AHIP 2021 Patient Panel Takeaways: Building Trust and User Experience

Incorporating patient voices is critical for health plans as they work to build solutions that meet the unique needs of their users.​​ As part of our #WTFix series, we recently hosted a panel of patients for health plans to do just that – hear from them on what they want and need when it comes to health plans, healthcare, and digital experiences.

Below are the key themes and highlights that came through from our conversation at the AHIP Consumer Experience & Digital Health Forum. You can access the full recording anytime by clicking here.

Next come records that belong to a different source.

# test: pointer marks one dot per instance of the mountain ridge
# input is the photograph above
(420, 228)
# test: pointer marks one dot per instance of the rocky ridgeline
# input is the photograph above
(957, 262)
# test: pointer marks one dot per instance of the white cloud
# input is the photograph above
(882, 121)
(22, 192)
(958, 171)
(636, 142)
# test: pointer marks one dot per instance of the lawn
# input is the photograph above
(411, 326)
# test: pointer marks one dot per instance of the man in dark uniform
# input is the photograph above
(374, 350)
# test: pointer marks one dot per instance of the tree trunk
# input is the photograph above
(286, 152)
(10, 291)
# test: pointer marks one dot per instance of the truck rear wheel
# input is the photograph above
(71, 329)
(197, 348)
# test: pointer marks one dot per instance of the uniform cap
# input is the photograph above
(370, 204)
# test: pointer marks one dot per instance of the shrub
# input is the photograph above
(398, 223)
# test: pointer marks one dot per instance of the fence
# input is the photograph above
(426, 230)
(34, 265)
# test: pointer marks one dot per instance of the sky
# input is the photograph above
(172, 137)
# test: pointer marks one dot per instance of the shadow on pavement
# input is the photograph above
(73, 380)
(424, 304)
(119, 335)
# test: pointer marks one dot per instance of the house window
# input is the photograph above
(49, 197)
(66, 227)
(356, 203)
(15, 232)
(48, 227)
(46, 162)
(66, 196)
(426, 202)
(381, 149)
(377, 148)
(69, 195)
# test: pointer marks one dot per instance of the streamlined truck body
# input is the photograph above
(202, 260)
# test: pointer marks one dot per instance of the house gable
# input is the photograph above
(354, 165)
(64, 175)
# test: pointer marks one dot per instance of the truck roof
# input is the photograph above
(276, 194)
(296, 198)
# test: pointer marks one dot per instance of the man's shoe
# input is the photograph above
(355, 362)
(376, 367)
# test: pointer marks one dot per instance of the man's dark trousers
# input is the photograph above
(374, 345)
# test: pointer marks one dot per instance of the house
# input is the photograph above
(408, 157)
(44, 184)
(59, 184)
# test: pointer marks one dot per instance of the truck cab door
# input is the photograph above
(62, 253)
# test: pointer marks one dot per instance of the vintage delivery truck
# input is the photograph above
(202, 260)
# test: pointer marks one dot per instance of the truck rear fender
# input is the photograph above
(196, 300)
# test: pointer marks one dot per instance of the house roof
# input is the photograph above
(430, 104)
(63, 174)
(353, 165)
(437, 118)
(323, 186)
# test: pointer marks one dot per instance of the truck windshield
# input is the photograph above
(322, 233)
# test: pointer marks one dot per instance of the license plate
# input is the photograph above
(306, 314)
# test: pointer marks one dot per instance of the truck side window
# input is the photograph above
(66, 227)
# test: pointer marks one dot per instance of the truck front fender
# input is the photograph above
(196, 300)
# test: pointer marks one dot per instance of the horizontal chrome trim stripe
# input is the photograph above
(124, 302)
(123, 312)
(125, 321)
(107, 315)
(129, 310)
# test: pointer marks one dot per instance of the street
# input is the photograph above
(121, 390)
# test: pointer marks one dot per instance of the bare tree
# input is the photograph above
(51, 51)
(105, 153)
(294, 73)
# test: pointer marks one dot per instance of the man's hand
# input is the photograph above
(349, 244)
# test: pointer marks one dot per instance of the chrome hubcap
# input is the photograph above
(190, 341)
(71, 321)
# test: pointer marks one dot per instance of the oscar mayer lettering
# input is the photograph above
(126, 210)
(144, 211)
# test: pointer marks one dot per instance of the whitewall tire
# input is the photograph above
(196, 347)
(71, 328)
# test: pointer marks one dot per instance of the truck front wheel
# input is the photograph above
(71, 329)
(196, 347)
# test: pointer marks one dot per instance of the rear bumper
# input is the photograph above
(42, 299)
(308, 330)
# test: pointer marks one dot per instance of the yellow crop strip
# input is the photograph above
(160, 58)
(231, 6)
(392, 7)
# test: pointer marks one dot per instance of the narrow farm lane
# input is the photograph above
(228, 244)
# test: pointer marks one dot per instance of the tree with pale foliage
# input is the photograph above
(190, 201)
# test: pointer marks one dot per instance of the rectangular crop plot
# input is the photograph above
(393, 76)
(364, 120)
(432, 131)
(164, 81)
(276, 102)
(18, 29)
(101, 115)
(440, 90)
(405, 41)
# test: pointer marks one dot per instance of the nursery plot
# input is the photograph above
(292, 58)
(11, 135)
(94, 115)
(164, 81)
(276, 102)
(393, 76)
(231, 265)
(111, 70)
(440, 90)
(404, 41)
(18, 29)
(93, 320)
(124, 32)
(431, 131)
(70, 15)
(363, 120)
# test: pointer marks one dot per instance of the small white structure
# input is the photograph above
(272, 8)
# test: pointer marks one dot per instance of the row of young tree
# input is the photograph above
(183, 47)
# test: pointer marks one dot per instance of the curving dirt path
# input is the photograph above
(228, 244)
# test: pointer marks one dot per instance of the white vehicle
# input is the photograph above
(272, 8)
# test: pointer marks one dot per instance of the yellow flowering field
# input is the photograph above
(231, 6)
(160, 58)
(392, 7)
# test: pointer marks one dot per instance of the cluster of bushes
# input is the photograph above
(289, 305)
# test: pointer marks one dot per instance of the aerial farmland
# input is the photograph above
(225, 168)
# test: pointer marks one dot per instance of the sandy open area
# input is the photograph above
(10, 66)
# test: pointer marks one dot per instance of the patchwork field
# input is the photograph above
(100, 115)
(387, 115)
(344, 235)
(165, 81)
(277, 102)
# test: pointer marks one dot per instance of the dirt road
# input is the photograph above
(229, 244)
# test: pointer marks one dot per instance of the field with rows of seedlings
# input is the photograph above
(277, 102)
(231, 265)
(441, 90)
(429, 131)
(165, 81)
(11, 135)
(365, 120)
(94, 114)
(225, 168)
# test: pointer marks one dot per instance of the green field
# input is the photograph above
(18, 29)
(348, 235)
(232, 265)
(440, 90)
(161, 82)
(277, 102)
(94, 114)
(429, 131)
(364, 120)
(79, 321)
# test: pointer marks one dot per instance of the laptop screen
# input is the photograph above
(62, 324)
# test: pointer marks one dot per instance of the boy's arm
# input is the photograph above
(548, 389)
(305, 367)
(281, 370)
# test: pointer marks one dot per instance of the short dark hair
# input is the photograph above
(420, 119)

Takeaway 1: Healthcare is confusing

While there are several efforts out there to help reduce confusion in healthcare, this theme remained prominent for our four panelists. When we asked what the “first word” that came to mind was when talking about healthcare, panelists Lindsey and Janice said  “complicated” and “health scare.” They took turns sharing stories of the challenges they have faced navigating healthcare.

Lindsey’s story is particularly important to health plans seeking to make healthcare less confusing through price transparency initiatives. Lindsey was diagnosed with MS in 2010 and shared how she often feels stuck between the payer and provider when trying to find out what her care would cost her. Not only is this confusing, but it is often frustrating. “You’re not sure [what] the cost might be. You talk to the provider and they say talk to your insurance company; you talk to the insurance company and they say talk to your provider. You feel like you’re tossed back and forth a lot of the time.” At the end of the day, despite her research, Lindsey still had to use hope as her strategy – hoping that her insurance will cover the costs and doctors are knowledgeable; that she won’t receive any surprise bills.

Health plans and health systems have to do more to support patients as they search for care. Hope is not a strategy anyone should have to employ just to find and obtain the care they need.

Takeaway 2: Trust in price transparency is still missing 

In our discussion, panelists indicated just how much more work many plans have to do to ensure their members can trust the cost information they find, questioning if the cost information they find online is accurate. Janice, who has been her husband’s caregiver for 14 years, expressed that: “I just don’t trust [the] information and I always have more questions I want to ask, which doesn’t work out on the website.”

Greg, who describes himself as a practicing “question-ologist,” wondered why oftentimes cost estimates are located at the bottom of the website, almost hidden from the patients. He said “that for me was a good example of what creates mistrust. Why wouldn’t you start by sharing that with me? Why wouldn’t that be an important piece?” For him, accuracy and consistency are more important than who has the information on cost of care. Ultimately, he believes the shared goal is to ensure that anyone seeking care doesn’t experience unintended cruelty.

Healthcare consumers can only rely on cost estimators when these price transparency tools are consistent and accurate.

Takeaway 3: Patient inclusion is critical for the healthcare industry

Finally, we asked our panelists to share ways for health plans and health systems to gain more trust from healthcare consumers. It didn’t come as a surprise that the answer was simply to include patients in what they are doing.

Denean, a medical social worker and a patient and family advocate, shared a solution that strongly resonated with everyone: “In every conference, symposium, [and] forum in healthcare, there should be a patient consumer panelist. If you don’t have it, then there is a problem. There is a miscommunication when you can’t invite those who use the services to your forums to speak out and to share not only stories but solutions.”

Denean also pointed out that the advisory councils and boards in her area lack diversity. “It’s not just diversity in ethnicity and race but I don’t see around the table people in the community who are lay individuals, who represent each one of those healthcare plans.”

To close the session, co-moderator Dr. Erin Jospe emphasized, “We need the voice of human beings in all of their different iterations to have a seat at the table. We need to listen to people who are experiencing care to improve their experiences.”